One the best things in my life are my mom friends. Even the women who I’m not super close with are so important in keeping me sane and feeling like a normal human. Having women to confide in and cry to when I’m having a bad day is so essential. These same women are also the ones that encourage me and remind me that I’m doing a good job. They are priceless!

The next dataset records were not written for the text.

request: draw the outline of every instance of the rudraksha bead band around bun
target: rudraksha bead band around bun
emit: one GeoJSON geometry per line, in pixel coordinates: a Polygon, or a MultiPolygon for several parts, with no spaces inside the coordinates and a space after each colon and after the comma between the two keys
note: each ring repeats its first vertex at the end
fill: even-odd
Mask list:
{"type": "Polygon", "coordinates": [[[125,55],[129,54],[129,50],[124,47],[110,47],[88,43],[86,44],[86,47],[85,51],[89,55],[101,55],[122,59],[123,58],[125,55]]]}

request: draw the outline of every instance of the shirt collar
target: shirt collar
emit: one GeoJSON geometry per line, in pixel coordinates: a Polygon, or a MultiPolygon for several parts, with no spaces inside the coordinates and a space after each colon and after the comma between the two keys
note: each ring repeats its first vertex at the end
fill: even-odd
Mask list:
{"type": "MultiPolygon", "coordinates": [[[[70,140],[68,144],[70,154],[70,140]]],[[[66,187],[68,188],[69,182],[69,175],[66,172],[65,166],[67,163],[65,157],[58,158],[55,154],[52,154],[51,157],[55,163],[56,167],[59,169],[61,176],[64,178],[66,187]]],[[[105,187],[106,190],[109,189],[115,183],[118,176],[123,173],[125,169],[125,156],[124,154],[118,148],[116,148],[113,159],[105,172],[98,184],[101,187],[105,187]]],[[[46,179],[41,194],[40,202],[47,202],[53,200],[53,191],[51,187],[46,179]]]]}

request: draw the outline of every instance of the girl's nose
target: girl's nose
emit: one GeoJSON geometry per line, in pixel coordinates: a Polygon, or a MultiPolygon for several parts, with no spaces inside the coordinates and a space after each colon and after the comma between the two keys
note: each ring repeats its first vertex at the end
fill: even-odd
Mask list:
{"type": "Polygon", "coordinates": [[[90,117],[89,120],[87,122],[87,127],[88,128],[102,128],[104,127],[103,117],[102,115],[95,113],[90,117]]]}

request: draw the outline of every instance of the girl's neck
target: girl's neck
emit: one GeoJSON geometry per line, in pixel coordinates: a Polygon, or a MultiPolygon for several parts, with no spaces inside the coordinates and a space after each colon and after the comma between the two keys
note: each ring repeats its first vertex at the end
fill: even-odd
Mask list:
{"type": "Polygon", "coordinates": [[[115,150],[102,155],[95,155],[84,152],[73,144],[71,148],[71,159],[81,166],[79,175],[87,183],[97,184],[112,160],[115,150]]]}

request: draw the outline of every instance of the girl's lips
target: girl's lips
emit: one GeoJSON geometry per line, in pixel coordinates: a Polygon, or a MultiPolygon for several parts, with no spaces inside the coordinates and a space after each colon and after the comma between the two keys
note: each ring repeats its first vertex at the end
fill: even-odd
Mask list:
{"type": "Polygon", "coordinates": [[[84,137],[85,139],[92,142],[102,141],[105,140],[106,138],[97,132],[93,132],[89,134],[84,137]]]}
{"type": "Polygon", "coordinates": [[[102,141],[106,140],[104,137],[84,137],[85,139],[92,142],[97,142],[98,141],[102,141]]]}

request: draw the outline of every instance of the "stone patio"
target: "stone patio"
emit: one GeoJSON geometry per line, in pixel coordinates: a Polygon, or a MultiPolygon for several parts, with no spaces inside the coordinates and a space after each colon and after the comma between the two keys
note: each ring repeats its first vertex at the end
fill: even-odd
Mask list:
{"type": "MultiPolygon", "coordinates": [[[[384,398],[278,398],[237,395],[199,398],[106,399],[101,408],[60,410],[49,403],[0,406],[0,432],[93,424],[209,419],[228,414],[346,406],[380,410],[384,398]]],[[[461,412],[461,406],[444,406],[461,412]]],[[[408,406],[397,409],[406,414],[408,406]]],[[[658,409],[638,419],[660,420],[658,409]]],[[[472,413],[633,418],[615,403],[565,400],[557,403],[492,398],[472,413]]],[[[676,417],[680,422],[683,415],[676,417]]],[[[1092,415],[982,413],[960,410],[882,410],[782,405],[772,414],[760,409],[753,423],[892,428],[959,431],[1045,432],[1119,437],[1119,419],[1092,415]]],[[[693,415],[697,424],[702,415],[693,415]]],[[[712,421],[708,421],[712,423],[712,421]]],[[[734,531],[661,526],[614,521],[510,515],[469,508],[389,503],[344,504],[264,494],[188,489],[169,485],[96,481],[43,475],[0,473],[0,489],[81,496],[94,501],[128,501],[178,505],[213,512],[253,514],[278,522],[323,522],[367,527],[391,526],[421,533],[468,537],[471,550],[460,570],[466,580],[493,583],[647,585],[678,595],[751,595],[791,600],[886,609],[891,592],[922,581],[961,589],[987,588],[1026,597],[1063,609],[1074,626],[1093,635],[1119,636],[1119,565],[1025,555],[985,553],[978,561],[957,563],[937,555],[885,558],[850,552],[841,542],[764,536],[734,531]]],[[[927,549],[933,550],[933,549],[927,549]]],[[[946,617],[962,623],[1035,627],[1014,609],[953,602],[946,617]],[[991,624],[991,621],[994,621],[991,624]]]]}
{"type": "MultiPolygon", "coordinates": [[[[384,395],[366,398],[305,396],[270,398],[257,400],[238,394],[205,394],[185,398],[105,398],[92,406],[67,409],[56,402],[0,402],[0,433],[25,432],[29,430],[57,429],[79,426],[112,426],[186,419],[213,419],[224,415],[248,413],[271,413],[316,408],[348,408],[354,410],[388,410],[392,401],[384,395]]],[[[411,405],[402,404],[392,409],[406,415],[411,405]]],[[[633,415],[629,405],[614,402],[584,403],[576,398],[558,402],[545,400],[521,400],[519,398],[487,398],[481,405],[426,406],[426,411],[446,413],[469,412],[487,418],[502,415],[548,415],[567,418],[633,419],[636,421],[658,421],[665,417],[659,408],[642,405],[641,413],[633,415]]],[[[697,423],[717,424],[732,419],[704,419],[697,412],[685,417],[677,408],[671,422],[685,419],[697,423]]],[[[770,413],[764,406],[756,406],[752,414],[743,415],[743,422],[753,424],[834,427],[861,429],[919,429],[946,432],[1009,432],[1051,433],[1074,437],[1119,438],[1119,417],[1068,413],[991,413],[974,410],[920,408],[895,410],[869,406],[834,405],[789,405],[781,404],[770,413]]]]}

If you don’t have much of a community, start by getting out more and making small talk with moms you see at school, at the gym, at the coffee shop—anyone. I promise, they probably want more mom friends too!
Take Care of Yourself
I can’t stress this one enough. If you’re not feeling your best, you can’t give others your best. I learned this the hard way after Owen was born. I didn’t prioritize rest in my attempt to get “back to normal” as quickly as possible. I let my health suffer by fueling myself with foods that gave me quick energy (aka, sugar and white carbs—think bags and bags of pretzel chips) to just get me through the day. It wrecked my gut health, which wrecked my skin—all of which I’m still repairing today.
It’s so tempting to just push through and put our own needs last, but it’s literally the worst thing we can do. You can’t pour from an empty cup, so take the time to heal your body and mind. Give yourself breaks for self-care and do things that make you feel amazing. Maybe it’s a walk, alone, or a yoga class or drinks with a friend. Despite now being a mother, you are still human and an individual—don’t forget it!
Ask for Help
I struggle with this one. I even struggle to ask Rob for help, though I’ve gotten a lot better. For whatever reason, I feel like I should and need to do everything myself—I am a mom, right?! But, when did this idea that mothers should literally do everything by themselves—raise kids, cook dinner, clean the house, have a job, and have a social life—come from?
I read something a while back, can’t remember where, but it talked about how this is the first generation that’s expected to do it all. Before, we had help from neighbors, moms, family members, etc.
It might feel hard at first, but do it for your own sake. If no one can help, hire a babysitter for an afternoon to go get your haircut or go to a workout class if you need it. There’s no shame in asking for help! I always find that people are more than willing, which is so nice!
You’re the Best Mom for your Kids
One of you actually sent this to me, and it literally brought me to tears. It’s the truth and sometimes when you feel like you’re messing up everything, it’s hard to remember that you are the best possible mother for your child, but you are.
You are worthy, deserving, capable and incredible and your child knows that too.
Do Something That Brings You Joy
Maybe that’s work, maybe that’s a hobby or a workout class or volunteering. But, this goes back to not being able to pour from an empty cup. If you’re feeling like you have nothing in your life that’s for you, it can feel so draining. I know not everyone wants to work, but if I couldn’t do my job anymore, I would be devastated, even depressed. Having this gives me a something that’s just for me, reminds me that I’m more than just a mother and gives me more purpose than being a housekeeper and short order cook.
This will look differently for everyone! I know several friends that literally HATE working, being able to be home with their children is what brings them joy. At the end of the day, you know yourself best—listen to what makes you happy and do it!